10:57

Cai uma chuva miudinha, mas não permito que ela me demova. Vou pegar na caneta, salpicar emoções e tentar despegar sentimentos. Quero estar apenas aqui, irrequieta no meio da imobilidade dos baloiços, a ouvir o rio correr bem perto e a sentir o peso das saudades do que nunca foi, do que julguei ser, do que nunca cheguei a restituir.

Fui aprendendo a ser assim: nunca desejar muito mais do que o que tenho, porque quando eu queria tudo e até esse tudo me parecia pouco e não chegava, pouco me foi permitido. À medida que deixei de poder dilatar perspectivas, tive que me sujeitar ao que a vida me tirou.

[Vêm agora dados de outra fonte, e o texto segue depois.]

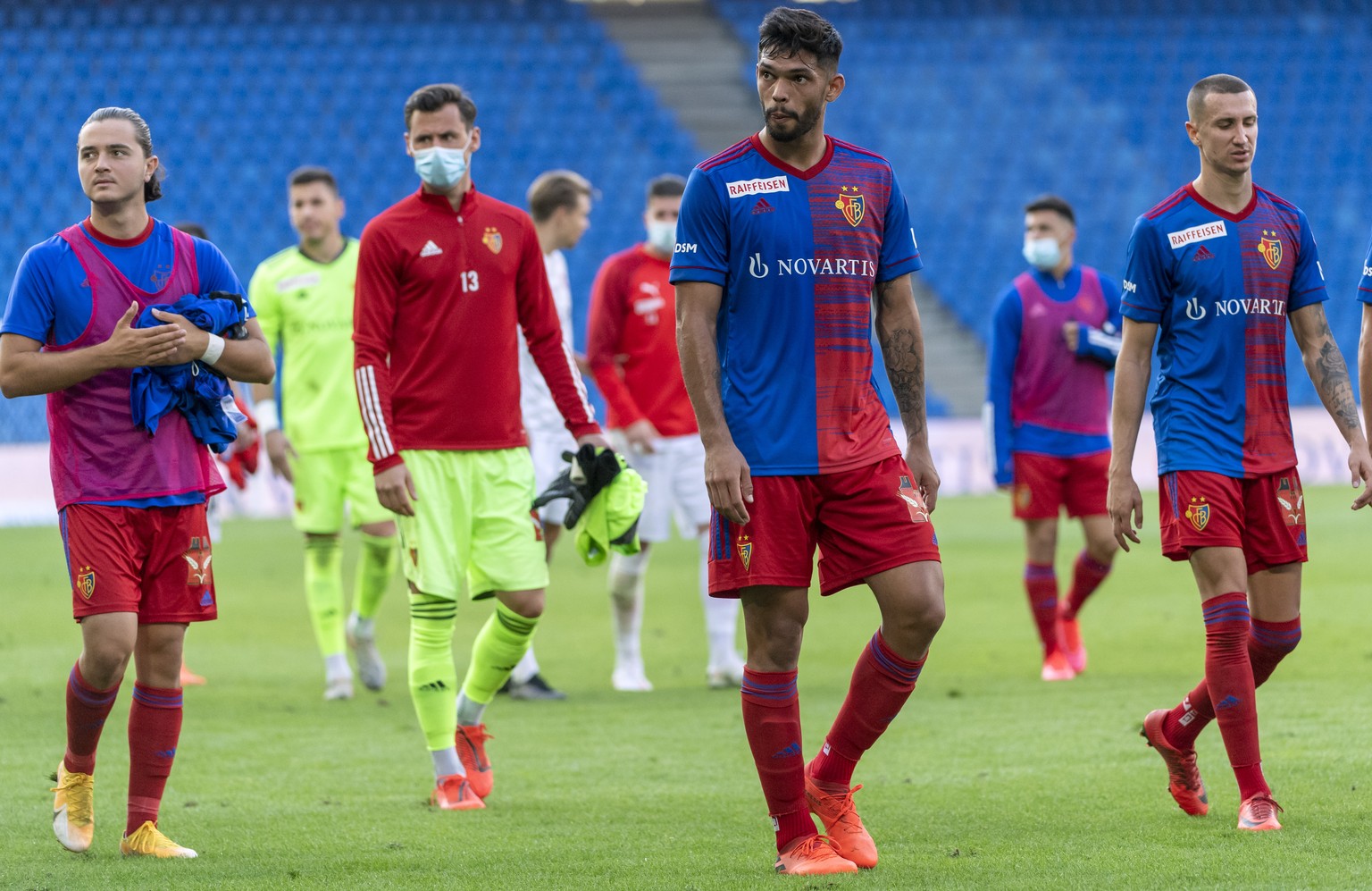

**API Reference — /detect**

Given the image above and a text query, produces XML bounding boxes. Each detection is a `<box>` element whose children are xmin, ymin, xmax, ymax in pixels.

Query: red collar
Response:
<box><xmin>415</xmin><ymin>182</ymin><xmax>476</xmax><ymax>214</ymax></box>
<box><xmin>81</xmin><ymin>217</ymin><xmax>156</xmax><ymax>248</ymax></box>
<box><xmin>749</xmin><ymin>133</ymin><xmax>834</xmax><ymax>180</ymax></box>
<box><xmin>1187</xmin><ymin>182</ymin><xmax>1259</xmax><ymax>223</ymax></box>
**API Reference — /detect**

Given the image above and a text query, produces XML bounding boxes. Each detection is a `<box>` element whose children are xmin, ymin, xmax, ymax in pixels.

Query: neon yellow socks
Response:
<box><xmin>353</xmin><ymin>533</ymin><xmax>401</xmax><ymax>619</ymax></box>
<box><xmin>409</xmin><ymin>593</ymin><xmax>458</xmax><ymax>751</ymax></box>
<box><xmin>463</xmin><ymin>601</ymin><xmax>538</xmax><ymax>708</ymax></box>
<box><xmin>305</xmin><ymin>535</ymin><xmax>346</xmax><ymax>659</ymax></box>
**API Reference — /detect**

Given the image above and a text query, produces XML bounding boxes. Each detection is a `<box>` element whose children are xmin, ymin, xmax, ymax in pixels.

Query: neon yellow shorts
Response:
<box><xmin>291</xmin><ymin>445</ymin><xmax>395</xmax><ymax>535</ymax></box>
<box><xmin>397</xmin><ymin>446</ymin><xmax>548</xmax><ymax>600</ymax></box>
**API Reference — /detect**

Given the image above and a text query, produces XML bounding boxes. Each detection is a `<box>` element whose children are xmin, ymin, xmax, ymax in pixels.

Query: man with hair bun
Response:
<box><xmin>0</xmin><ymin>107</ymin><xmax>276</xmax><ymax>858</ymax></box>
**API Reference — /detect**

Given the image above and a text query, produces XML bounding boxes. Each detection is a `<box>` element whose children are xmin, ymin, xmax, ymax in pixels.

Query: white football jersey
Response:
<box><xmin>519</xmin><ymin>250</ymin><xmax>573</xmax><ymax>433</ymax></box>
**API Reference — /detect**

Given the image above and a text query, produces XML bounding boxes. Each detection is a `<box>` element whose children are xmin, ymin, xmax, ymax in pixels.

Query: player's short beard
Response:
<box><xmin>763</xmin><ymin>108</ymin><xmax>821</xmax><ymax>143</ymax></box>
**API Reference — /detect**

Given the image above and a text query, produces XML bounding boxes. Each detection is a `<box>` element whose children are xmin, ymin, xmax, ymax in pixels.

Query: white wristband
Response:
<box><xmin>253</xmin><ymin>399</ymin><xmax>281</xmax><ymax>437</ymax></box>
<box><xmin>200</xmin><ymin>333</ymin><xmax>223</xmax><ymax>366</ymax></box>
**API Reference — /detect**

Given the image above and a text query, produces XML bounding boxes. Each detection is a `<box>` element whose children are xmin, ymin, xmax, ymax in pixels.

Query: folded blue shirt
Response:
<box><xmin>129</xmin><ymin>292</ymin><xmax>247</xmax><ymax>453</ymax></box>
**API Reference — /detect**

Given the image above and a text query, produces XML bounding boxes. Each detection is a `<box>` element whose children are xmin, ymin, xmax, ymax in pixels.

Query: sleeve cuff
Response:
<box><xmin>666</xmin><ymin>266</ymin><xmax>726</xmax><ymax>287</ymax></box>
<box><xmin>566</xmin><ymin>422</ymin><xmax>605</xmax><ymax>440</ymax></box>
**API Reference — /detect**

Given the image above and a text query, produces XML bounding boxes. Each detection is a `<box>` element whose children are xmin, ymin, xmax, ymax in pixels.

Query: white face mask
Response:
<box><xmin>648</xmin><ymin>220</ymin><xmax>676</xmax><ymax>254</ymax></box>
<box><xmin>1024</xmin><ymin>238</ymin><xmax>1062</xmax><ymax>272</ymax></box>
<box><xmin>414</xmin><ymin>146</ymin><xmax>466</xmax><ymax>192</ymax></box>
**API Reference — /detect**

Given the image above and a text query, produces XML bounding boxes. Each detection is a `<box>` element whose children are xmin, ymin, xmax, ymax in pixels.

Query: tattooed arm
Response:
<box><xmin>1290</xmin><ymin>304</ymin><xmax>1372</xmax><ymax>510</ymax></box>
<box><xmin>875</xmin><ymin>274</ymin><xmax>940</xmax><ymax>514</ymax></box>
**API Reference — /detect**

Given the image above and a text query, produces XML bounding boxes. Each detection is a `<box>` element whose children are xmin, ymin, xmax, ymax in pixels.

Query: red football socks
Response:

De repente, incomoda-me este chilrear dos pássaros em dia chuvoso. Distrai-me. Passa um pescador e olha-me de soslaio. Pudesse eu, de vez em quando, pescar suplementos anímicos para quando os ânimos desfalecem e se complicam.

Falta-me o alento como falta o sol a esta tarde nublada. Sei que ele está algures em mim. Como aliás nunca deixou de estar, mas hoje não desejo afastar as nuvens para o redescobrir. Hoje basto-me eu para mim, sem o que fui, com aquilo que restou daí.

E os dias vão passando e são horas vazias, cronometradas por uma tristeza silenciosa que corrói aquela velha, longínqua e saudosa alegria de lutar.